Introduction

1. Manhattan

2. La JSA

3. Nathaniel Dusk

4. Superman & Batman

5. Supermen Theory

 

Supermen Theory

Nous parlions précédemment du contexte de Doomsday Clock, il est maintenant temps de s’y pencher.  Le récit, comme cela est indiqué dès le second numéro, se passe un an dans le futur du DCU actuel, donc en 2019. D’ici là, la situation aura bien changé puisqu’une méfiance générale autour des super-héros et super-vilains se sera établie dans le monde entier. Pour cause : une théorie expliquant la forte concentration de méta-humains aux États-Unis, 97% pour être exact. Si ce fait se justifie, pour nous, par le fait que DC Comics est une entreprise américaine, cela n’est pas une raison recevable in-universe. C’est donc ici qu’intervient la Supermen Theory, lancée par le Dr. Jace, l’homme ayant déclenché les pouvoirs du Prince Byron de Markovie, aka Geo Force.

Selon lui, seul Superman est un « méta-humain » naturel, son origin-story étant bien connue et reconnue. Avec son arrivée sur Terre, le gouvernement américain aurait décidé de construire sa propre armée de méta-humains. Geoff Johns revient ainsi à un élément introduit en 1988-89 avec l’arc Invasion ! : le méta-gène. Celui-ci se cacherait en certains individus, et il ne resterait ainsi plus qu’au gouvernement de les identifier, puis de déclencher un traumatisme chez eux afin que leurs pouvoirs émergent. Ils serviraient ensuite d’agents dormants auxquels le gouvernement peut faire appel. Les combats entre super-héros et super-vilains ne seraient en fait que des couvertures narratives pour le public. Une fois cette Supermen Theory révélée au grand public, différents méta-humains de pays variés ont décidé de la confirmer, alors qu’une grande partie l’infirme.

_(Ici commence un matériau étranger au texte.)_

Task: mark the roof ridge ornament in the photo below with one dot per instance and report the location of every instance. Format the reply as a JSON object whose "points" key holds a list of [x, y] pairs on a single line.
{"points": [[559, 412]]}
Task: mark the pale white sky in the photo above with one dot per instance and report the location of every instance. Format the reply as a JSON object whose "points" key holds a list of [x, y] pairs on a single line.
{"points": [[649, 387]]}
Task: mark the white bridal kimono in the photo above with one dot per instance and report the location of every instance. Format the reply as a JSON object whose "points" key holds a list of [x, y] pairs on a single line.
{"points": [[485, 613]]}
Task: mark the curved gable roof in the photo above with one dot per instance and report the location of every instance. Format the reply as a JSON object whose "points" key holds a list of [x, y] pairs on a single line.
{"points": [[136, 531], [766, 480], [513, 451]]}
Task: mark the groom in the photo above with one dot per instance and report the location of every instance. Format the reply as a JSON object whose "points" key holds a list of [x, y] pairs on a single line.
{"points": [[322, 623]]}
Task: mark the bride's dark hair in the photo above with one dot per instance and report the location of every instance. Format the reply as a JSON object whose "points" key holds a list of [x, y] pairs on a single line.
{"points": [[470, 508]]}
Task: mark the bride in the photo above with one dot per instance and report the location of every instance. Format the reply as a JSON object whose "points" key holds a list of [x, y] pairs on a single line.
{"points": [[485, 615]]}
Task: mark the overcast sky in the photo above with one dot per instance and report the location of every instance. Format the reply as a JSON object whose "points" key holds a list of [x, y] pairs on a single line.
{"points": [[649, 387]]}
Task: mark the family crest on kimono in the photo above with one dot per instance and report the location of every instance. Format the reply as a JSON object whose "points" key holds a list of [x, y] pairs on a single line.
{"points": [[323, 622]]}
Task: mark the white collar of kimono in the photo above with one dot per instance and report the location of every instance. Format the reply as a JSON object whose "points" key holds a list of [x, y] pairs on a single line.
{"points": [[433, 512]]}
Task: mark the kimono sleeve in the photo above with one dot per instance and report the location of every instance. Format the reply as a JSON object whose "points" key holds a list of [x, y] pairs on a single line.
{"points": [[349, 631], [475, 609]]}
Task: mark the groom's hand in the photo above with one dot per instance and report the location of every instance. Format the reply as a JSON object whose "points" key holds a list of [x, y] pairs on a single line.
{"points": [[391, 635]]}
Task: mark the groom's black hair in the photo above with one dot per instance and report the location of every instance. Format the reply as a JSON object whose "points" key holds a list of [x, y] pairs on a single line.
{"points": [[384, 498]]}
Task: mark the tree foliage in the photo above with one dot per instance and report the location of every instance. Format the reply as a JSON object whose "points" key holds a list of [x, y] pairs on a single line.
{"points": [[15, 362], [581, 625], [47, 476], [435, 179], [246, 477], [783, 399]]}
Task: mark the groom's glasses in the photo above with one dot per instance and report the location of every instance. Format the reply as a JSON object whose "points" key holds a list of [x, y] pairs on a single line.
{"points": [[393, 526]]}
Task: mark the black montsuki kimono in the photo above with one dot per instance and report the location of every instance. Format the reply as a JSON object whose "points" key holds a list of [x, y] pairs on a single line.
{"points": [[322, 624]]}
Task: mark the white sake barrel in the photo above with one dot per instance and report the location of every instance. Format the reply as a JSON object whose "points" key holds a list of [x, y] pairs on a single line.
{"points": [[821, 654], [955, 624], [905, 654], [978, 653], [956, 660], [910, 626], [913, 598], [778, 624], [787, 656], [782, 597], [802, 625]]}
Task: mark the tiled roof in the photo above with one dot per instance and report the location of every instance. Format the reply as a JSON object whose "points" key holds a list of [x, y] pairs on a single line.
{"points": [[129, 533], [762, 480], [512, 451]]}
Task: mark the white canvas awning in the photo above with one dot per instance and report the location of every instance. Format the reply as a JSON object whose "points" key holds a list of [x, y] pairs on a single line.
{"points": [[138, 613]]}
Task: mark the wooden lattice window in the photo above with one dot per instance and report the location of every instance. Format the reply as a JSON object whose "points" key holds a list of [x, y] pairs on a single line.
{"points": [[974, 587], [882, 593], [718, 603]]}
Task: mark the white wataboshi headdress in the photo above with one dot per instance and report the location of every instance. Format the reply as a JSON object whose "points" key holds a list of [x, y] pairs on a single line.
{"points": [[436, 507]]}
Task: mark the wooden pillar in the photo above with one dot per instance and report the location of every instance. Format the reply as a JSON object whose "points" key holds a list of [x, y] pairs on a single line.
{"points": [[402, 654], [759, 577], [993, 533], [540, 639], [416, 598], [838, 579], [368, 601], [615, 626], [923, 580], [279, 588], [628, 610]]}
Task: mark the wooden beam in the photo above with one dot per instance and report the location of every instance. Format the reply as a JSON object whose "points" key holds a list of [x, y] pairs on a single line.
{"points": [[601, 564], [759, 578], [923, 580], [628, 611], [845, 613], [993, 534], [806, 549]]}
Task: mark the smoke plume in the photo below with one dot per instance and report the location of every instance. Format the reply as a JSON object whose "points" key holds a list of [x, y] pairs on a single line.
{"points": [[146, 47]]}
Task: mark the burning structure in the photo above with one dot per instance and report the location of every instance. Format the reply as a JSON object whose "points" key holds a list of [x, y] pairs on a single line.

En plus d’une grande méfiance créée envers les héros, se lance alors une course à l’armement similaire à celle que dépeignait Watchmen en pleine Guerre Froide. Néanmoins, ici, il ne s’agit pas d’une course à l’armement nucléaire, mais d’une course aux méta-humains. Chaque pays veut se construire son armée en ralliant des méta-humains déjà existants ou en créant les leurs. Luthor Corp leur facilite la tâche en ayant créé un dispositif permettant de repérer le méta-gène, qu’il soit dormant ou non. Mais Lex Luthor ne s’arrête pas ici, puisque des recherches intensives sur ce méta-gène sont menées, avec en grand concurrent Wayne Enterprises.

Geoff Johns ne s’en est pas caché : si Watchmen s’inscrivait pleinement dans son époque, c’est le cas aussi pour Doomsday Clock, qui s’inscrirait dans un climat de fake news. C’est ainsi avec quasi-certitude que le lecteur aborde cette fameuse Superman Theory, avec comme idée qu’il s’agit bien d’une campagne mensongère créée dans l’unique but de créer le trouble. Mais voilà que le récit prend à revers son lectorat avec le numéro #6, qui annonce dans ses dossiers de fin de numéro que certains méta-humains ont bien été fabriqué par le gouvernement américain et servent d’espions, à l’instar de Typhoon, tué par le Comédien. Des espions qui servent dans ce contexte à s’introduire au Kandaq, le pays de Black Adam, qui accueille à bras ouverts tout méta-humain. Pur altruisme ou volonté de créer lui-aussi sa propre armée ? Nul ne le sait jusqu’ici.

Et maintenant que cette théorie se voit en partie confirmée, il s’agit de savoir qui mène vraiment les opérations. Si les suspicions de Lois Lane se portent sur Lex Luthor dans le numéro #5, ce dernier affirme qu’il n’en est rien, mais qu’il a des indices sur l’identité de l’Homme derrière tout cela. Badaboum… Il s’agit d’un méta-humain qui a fait partie de la Justice League à un moment donné de l’Histoire. Les paris sont ouverts, mais si la vision de Manhattan dépeinte dans DC #7 est réelle, ce climat de tension mènera à une apocalypse digne de celle de Watchmen.